Rather takes the romance out of troops in the trenches pulling out their Hershey bars, doesn’t it? Ah well, sometimes fact has to trump fiction, I suppose.
Upon leaving Chocolate The Exhibition there is a modest gift shop and sampling area where you can purchase exotic beverages and chocolates…
We were pulled in, of course, and bought a couple of treats, including the home-made “ding-dong” we tried, with chocolate cake, a home-made marshmallow filling and chocolate coating.
The peanut butter confection was good, but it was the ding-dong that won our taste test, determined to be quite tasty and quickly eaten by my 12yo charges. It was hard to wrest it away long enough to take a photograph!
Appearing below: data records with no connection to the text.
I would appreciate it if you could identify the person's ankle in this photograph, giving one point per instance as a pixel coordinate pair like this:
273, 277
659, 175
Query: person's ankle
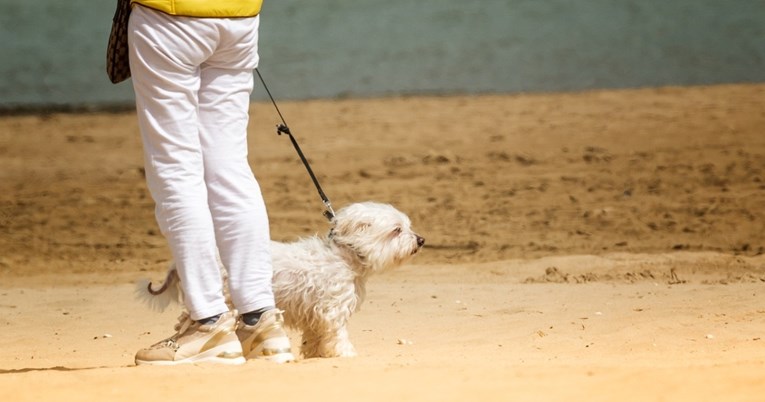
252, 317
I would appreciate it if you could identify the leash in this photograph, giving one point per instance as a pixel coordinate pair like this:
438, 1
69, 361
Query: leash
284, 129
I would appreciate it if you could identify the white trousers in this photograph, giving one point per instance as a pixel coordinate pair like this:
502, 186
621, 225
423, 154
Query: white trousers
192, 79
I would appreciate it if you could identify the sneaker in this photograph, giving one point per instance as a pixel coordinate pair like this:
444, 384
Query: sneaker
196, 343
266, 339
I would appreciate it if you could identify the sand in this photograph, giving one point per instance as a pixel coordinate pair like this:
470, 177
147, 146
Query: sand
605, 245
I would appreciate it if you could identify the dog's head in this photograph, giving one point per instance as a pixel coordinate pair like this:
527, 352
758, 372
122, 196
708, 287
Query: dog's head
379, 235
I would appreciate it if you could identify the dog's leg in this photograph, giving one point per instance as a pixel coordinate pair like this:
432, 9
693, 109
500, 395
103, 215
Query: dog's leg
340, 344
311, 344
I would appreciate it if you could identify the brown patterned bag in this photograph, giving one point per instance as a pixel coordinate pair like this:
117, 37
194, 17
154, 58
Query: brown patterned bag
117, 52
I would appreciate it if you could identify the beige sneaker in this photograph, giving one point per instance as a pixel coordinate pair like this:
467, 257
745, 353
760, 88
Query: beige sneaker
196, 343
266, 339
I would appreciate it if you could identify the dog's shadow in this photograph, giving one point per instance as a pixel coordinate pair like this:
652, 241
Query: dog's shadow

I did manage to get a bite and it was quite delicious. What caught my attention just as much, however, was the innovative corn husk serving dish the museum was using. You can sort of see it in the photo, but it was basically three corn husk leaves in a “boat” shape. Worked great and is definitely green, far more environmentally friendly than cardboard or polystyrene. Props to the Museum for this!
And finally, I learned that my daughter’s friend had never been to the Denver Museum of Nature & Science, rather to my astonishment, and so we added some time to go through some favorite areas: The small Egyptian room (she found the mummies “creepy”) and the beautiful Gems and Minerals exhibit. The girls were tired by that point so we headed home to Boulder, an afternoon well spent and quite enjoyable.
Chocolate The Exhibition was definitely interesting and well assembled, but for my tastes it spent too much time and square footage on the very early history of cacao with the Mayans and Aztecs and too little exploring the culture of Chocolate Houses and the rise of chocolate as a major foodstuff in Western Culture. Perhaps a cultural bias of mine, but even one display of what artisans are doing with chocolate as an ingredient or even a display of weird chocolate candies from around the world would have been a nice ending note. Or, dare I say it, a sweet finish?
And you can figure out your chocolate personality too. Mine’s “milk chocolate”:
Disclosure: The Denver Museum of Nature & Science supplied me with tickets so we could check out the new exhibit.